Marseille : les écoles délabrées dans les bras du privé

A Marseille lundi, sur le parvis de la mairie, des enseignants, architectes et citoyens manifestent contre la décision de la majorité municipale de recourir à un partenariat public-privé pour la construction d’écoles. Photo Patrick Gherdoussi pour Libération

Pour démolir et reconstruire ses établissements scolaires vétustes, la mairie a opté pour un vaste partenariat public-privé. Les opposants dénoncent un gouffre financier et une rente offerte aux géants du BTP.

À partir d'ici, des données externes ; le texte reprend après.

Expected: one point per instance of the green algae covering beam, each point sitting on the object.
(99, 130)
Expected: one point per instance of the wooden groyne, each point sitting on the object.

Ambiance cour de récré lundi matin devant les portes du conseil municipal de Marseille. Pour le dernier rendez-vous des élus avant les vacances estivales, parents d’élèves, enseignants et architectes avaient sorti leurs casseroles pour manifester bruyamment contre une décision qui, depuis quelques mois, fédère leur colère. Dans leur viseur, le «plan école d’avenir», voté en octobre, qui prévoit la démolition puis la reconstruction de 28 groupes scolaires de la ville. Si l’état de vétusté du parc marseillais, qui compte 446 écoles, méritait bien un plan «sans précédent pour une municipalité», selon l’expression des services municipaux, la méthode fait grincer des dents.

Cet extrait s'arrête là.